As the Federal Reserve moves closer to the bond market’s outlook on interest rates, the market has moved closer to the Fed’s view on inflation.

That’s a boon for Pacific Investment Management Co., which renewed its call for investors to guard against rising inflation shortly before the Fed’s policy announcement on Wednesday. With officials paring their forecasts for interest-rate increases and core consumer-price data exceeding analyst estimates, it turned out to be the best day in a year for a bond-market measure of expected inflation, reviving hopes for a trade that’s been a loser for three years.

Wagers on Treasury Inflation-Protected Securities had gone against investors from Pimco to Goldman Sachs Group Inc. to Brown Brothers Harriman & Co. amid tepid price and wage growth and as commodities plunged. The last time the bond market’s inflation expectations were aligned with the Fed’s 2 percent target was in August 2014. Fed Chair Janet Yellen said inflation “is expected to gradually move back” to the central bank’s goal after policy makers on Wednesday pared their forecasts for 2016 interest-rate increases to two from four in December.

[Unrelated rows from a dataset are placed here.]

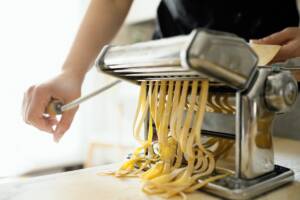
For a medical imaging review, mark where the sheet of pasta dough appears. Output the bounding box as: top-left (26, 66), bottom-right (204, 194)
top-left (250, 44), bottom-right (281, 66)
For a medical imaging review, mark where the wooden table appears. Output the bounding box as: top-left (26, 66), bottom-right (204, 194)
top-left (1, 137), bottom-right (300, 200)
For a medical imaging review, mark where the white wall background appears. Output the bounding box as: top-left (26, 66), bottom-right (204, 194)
top-left (0, 0), bottom-right (85, 177)
top-left (0, 0), bottom-right (159, 177)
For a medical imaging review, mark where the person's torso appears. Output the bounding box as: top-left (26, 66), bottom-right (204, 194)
top-left (155, 0), bottom-right (299, 40)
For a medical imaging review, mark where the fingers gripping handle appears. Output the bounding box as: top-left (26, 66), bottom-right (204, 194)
top-left (45, 80), bottom-right (121, 117)
top-left (46, 99), bottom-right (63, 116)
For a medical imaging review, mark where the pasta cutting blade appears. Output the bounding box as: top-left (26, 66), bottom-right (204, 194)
top-left (96, 29), bottom-right (258, 90)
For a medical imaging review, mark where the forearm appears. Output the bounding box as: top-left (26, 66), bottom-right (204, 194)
top-left (62, 0), bottom-right (133, 80)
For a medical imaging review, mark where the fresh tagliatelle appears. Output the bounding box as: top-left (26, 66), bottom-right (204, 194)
top-left (106, 80), bottom-right (233, 199)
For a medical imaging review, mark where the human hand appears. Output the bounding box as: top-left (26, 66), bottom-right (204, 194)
top-left (252, 27), bottom-right (300, 62)
top-left (22, 71), bottom-right (84, 142)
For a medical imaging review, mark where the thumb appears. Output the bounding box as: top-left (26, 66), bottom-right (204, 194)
top-left (53, 108), bottom-right (78, 142)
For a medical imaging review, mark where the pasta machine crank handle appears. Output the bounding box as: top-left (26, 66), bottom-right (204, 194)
top-left (46, 80), bottom-right (121, 116)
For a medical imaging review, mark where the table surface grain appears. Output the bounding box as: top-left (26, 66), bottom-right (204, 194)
top-left (0, 137), bottom-right (300, 200)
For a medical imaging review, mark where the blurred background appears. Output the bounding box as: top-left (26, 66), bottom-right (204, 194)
top-left (0, 0), bottom-right (159, 179)
top-left (1, 0), bottom-right (300, 182)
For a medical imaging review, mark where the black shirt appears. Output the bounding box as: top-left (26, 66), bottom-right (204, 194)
top-left (154, 0), bottom-right (299, 40)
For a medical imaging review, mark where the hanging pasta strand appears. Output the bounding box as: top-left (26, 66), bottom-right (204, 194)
top-left (107, 80), bottom-right (233, 198)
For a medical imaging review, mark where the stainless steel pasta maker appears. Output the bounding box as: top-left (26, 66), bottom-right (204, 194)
top-left (95, 29), bottom-right (299, 199)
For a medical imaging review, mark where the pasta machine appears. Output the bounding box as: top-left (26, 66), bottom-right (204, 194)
top-left (95, 29), bottom-right (299, 199)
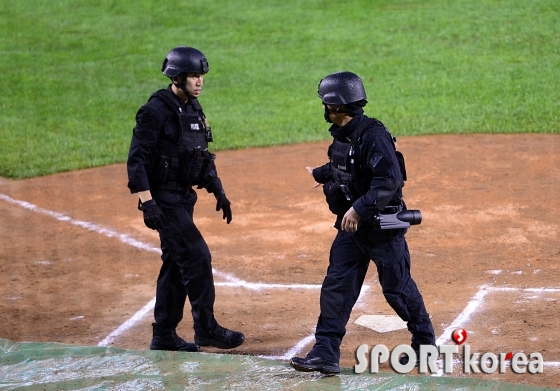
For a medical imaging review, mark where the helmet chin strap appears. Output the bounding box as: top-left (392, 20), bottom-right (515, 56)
top-left (172, 77), bottom-right (196, 100)
top-left (324, 104), bottom-right (364, 123)
top-left (323, 105), bottom-right (346, 123)
top-left (324, 106), bottom-right (334, 123)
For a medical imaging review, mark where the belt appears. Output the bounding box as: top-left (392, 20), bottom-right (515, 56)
top-left (156, 181), bottom-right (192, 191)
top-left (380, 204), bottom-right (403, 214)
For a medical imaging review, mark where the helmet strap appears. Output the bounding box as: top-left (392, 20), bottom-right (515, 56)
top-left (323, 105), bottom-right (348, 123)
top-left (171, 75), bottom-right (196, 100)
top-left (323, 106), bottom-right (333, 123)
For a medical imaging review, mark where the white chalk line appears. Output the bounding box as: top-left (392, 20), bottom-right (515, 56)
top-left (0, 193), bottom-right (322, 288)
top-left (215, 282), bottom-right (321, 290)
top-left (5, 193), bottom-right (559, 367)
top-left (432, 284), bottom-right (560, 376)
top-left (97, 297), bottom-right (156, 347)
top-left (0, 193), bottom-right (159, 253)
top-left (261, 285), bottom-right (372, 360)
top-left (435, 284), bottom-right (491, 347)
top-left (489, 287), bottom-right (560, 293)
top-left (437, 285), bottom-right (560, 347)
top-left (0, 193), bottom-right (326, 351)
top-left (260, 334), bottom-right (317, 361)
top-left (98, 282), bottom-right (324, 347)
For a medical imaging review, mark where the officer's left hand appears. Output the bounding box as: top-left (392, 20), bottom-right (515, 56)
top-left (214, 190), bottom-right (232, 224)
top-left (342, 207), bottom-right (361, 232)
top-left (140, 199), bottom-right (165, 230)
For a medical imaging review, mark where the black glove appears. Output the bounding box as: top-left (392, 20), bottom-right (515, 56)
top-left (139, 199), bottom-right (164, 230)
top-left (214, 189), bottom-right (232, 224)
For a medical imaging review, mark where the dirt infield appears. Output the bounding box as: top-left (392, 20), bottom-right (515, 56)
top-left (0, 134), bottom-right (559, 388)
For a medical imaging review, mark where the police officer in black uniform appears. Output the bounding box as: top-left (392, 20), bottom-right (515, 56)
top-left (290, 71), bottom-right (435, 374)
top-left (127, 46), bottom-right (244, 352)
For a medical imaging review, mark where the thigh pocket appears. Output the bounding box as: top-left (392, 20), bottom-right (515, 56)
top-left (320, 276), bottom-right (346, 318)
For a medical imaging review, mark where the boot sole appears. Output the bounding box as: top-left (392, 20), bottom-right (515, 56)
top-left (194, 336), bottom-right (245, 349)
top-left (290, 360), bottom-right (339, 375)
top-left (150, 344), bottom-right (199, 352)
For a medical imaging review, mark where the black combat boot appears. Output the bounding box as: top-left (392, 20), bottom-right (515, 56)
top-left (194, 324), bottom-right (245, 349)
top-left (398, 346), bottom-right (420, 366)
top-left (398, 344), bottom-right (438, 367)
top-left (290, 355), bottom-right (340, 375)
top-left (149, 324), bottom-right (199, 352)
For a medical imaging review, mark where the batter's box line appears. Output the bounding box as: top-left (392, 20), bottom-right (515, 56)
top-left (0, 193), bottom-right (301, 288)
top-left (97, 282), bottom-right (370, 348)
top-left (277, 285), bottom-right (560, 368)
top-left (432, 284), bottom-right (560, 376)
top-left (437, 284), bottom-right (560, 347)
top-left (6, 193), bottom-right (560, 368)
top-left (0, 193), bottom-right (353, 347)
top-left (261, 285), bottom-right (371, 360)
top-left (16, 193), bottom-right (555, 365)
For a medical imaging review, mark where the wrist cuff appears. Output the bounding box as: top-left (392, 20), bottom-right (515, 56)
top-left (206, 177), bottom-right (223, 194)
top-left (139, 198), bottom-right (156, 211)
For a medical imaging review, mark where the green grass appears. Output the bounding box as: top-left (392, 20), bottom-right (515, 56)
top-left (1, 0), bottom-right (558, 178)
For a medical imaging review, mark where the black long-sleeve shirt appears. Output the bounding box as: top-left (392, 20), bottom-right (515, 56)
top-left (313, 115), bottom-right (404, 222)
top-left (127, 85), bottom-right (220, 195)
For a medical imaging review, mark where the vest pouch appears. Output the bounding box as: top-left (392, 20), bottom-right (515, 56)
top-left (179, 111), bottom-right (208, 149)
top-left (331, 170), bottom-right (356, 201)
top-left (177, 147), bottom-right (215, 185)
top-left (329, 144), bottom-right (351, 172)
top-left (197, 149), bottom-right (216, 184)
top-left (176, 148), bottom-right (199, 184)
top-left (327, 140), bottom-right (360, 213)
top-left (323, 180), bottom-right (352, 216)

"Markets are not fully priced for this reflation idea," said Anthony Crescenzi, market strategist at Pimco, in a radio interview with Tom Keene on Bloomberg Surveillance before the Fed meeting concluded. Inflation-indexed securities "are a good buy here."

Inflation Gauge

The gap between yields on nominal five-year notes and equivalent-maturity TIPS, a gauge of expectations for consumer- price growth known as the five-year break-even rate, surged on Wednesday by the most in a year and now shows a 1.48 percent projected annual inflation rate over the next half decade. That metric plunged last month to the lowest since 2009 as a collapse in oil prices and an equity-market rout stoked concern that global growth is slowing. The five-year break-even rate was little changed as of 8:00 a.m. New York time Thursday.

Inflation-linked bonds have lagged behind the broader market in each of the past three years. TIPS have returned 1.8 percent this year through Tuesday, while conventional Treasuries gained2.15 percent, based on Bank of America Merrill Lynch indexes.

Goldman Sachs said in November that 2016 will be a “reflationary year” in the U.S., only to see the recommendation quickly go awry as oil tumbled. Goldman had recommended betting that the 10-year U.S. break-even rate would rise. The company abandoned the call Jan. 15 and said wouldn’t re-initiate it at that point.

Consumer Prices

Consumer prices in the U.S., excluding food and fuel, climbed more than forecast in February for a second month, figures from the Labor Department showed Wednesday in Washington. The core CPI measure, which excludes volatile food and fuel costs, rose 2.3 percent from February 2015, the most since May 2012, after rising 2.2 percent in the prior 12-month period.